Edwards has an advantage insofar as he doesn't have to play nice with Harry Reid or the Senate Dems.  He can simply make demands.  His main disadvantage, of course, is that he can't stand on the senate floor and say these things, the way Obama and Hillary can.

Seriously folks.  There is NO WAY anyone can win the Democratic primary without an immediate withdrawal being the center plank of their platform.  Forget about Congress.  They already got your votes and are going to be cautious.  The candidates CAN'T be cautious.  They are locked in a 3-way death match.

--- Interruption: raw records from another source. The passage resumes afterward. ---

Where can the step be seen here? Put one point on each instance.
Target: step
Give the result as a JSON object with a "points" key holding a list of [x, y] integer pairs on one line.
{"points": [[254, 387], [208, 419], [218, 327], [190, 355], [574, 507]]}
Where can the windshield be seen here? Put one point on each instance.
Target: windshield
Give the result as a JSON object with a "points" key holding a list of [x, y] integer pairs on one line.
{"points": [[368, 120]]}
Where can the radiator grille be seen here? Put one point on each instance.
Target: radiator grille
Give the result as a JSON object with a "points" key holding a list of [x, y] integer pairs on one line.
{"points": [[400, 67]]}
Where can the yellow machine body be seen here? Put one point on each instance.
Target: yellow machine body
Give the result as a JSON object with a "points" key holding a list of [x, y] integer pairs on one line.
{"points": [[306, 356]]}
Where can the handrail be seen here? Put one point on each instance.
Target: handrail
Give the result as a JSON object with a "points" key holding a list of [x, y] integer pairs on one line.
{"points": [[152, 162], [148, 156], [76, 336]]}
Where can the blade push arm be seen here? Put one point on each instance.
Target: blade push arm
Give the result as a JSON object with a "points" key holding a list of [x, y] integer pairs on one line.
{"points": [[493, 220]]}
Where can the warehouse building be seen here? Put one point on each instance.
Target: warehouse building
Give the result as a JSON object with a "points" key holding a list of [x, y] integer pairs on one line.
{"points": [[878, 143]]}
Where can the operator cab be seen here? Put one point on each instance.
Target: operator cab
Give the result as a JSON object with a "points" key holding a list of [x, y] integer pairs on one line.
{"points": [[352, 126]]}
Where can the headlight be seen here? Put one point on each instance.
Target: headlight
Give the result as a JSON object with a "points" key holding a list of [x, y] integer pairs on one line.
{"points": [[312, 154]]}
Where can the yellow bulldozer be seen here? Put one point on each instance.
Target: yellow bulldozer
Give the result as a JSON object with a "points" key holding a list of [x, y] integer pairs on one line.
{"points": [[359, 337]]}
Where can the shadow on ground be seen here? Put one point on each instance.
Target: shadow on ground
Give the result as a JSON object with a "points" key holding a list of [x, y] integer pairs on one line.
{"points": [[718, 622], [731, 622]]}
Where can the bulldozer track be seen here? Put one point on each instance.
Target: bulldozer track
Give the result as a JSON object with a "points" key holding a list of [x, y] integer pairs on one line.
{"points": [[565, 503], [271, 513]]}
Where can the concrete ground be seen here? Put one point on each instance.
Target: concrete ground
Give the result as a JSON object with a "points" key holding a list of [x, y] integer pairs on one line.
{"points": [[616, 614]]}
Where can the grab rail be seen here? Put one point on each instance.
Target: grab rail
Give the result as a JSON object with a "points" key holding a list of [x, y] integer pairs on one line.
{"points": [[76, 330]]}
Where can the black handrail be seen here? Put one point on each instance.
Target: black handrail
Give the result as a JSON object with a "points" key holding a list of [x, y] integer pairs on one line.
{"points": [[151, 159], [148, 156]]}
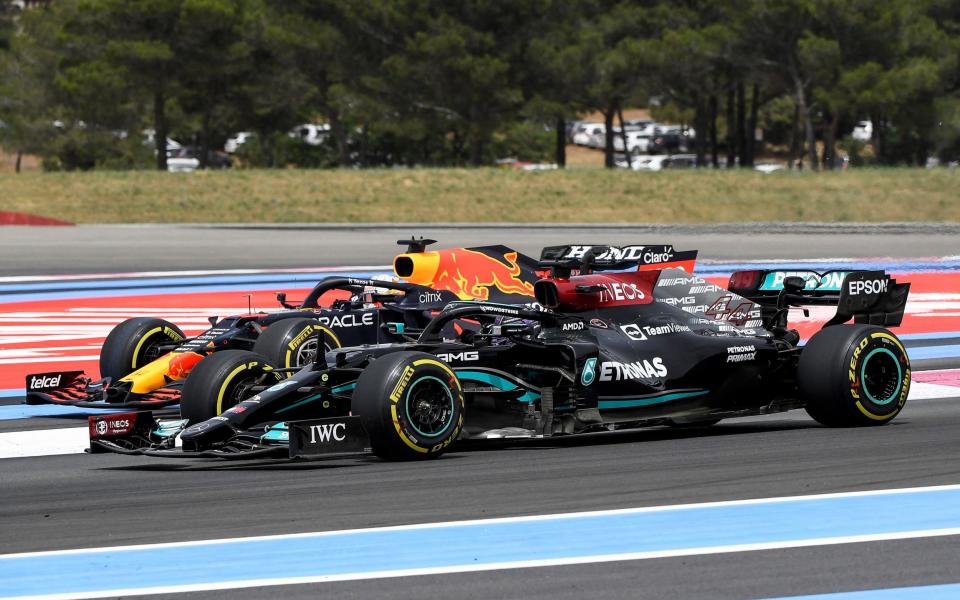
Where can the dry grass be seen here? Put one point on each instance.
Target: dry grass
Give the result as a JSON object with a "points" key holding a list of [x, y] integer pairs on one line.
{"points": [[440, 195]]}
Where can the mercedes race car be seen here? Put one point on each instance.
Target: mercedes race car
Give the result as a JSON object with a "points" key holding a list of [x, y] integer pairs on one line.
{"points": [[604, 349], [146, 362]]}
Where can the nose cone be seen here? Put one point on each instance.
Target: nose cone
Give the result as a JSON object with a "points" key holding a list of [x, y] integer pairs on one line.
{"points": [[417, 267]]}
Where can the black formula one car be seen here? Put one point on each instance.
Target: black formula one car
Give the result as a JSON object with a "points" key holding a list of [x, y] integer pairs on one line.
{"points": [[146, 362], [604, 350]]}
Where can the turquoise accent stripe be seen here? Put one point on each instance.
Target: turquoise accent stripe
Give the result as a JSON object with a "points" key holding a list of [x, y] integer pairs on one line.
{"points": [[863, 377], [301, 403], [496, 381], [634, 402]]}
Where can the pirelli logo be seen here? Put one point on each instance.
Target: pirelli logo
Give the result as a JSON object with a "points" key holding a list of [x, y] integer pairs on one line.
{"points": [[402, 384]]}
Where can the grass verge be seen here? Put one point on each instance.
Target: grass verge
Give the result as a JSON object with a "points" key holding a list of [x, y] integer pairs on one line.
{"points": [[485, 195]]}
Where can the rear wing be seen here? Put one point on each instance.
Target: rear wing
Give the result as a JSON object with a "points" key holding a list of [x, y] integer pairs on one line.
{"points": [[871, 297], [562, 260]]}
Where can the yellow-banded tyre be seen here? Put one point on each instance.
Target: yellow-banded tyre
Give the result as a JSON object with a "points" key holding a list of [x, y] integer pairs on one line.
{"points": [[222, 380], [411, 405], [293, 342], [854, 375], [135, 343]]}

Look, the latest polls have Hillary at 28%, Obama at 24%, and Edwards at 13%.  These people NEED the netroots.  How are they going to get the netroots?  

Move left left left.  Yes, even Hillary.  I expect to see her arguing for complete withdrawal before March 1st.  Just watch...

by owenz 2007-02-14 07:07AM | 0 recs
Re: the primary candidates

One of the interesting things that Edwards brings up is that the AUMF regarding Iraq doesn't authorize the President to use the military to police a civil war. So, in effect, Bush has already overstepped his bounds without rewriting the AUMF.

by clarkent 2007-02-14 08:12AM | 0 recs

The day I see Hillary Clinton standing on the floor of the Senate, demanding an end to this war, is the day pigs will fly.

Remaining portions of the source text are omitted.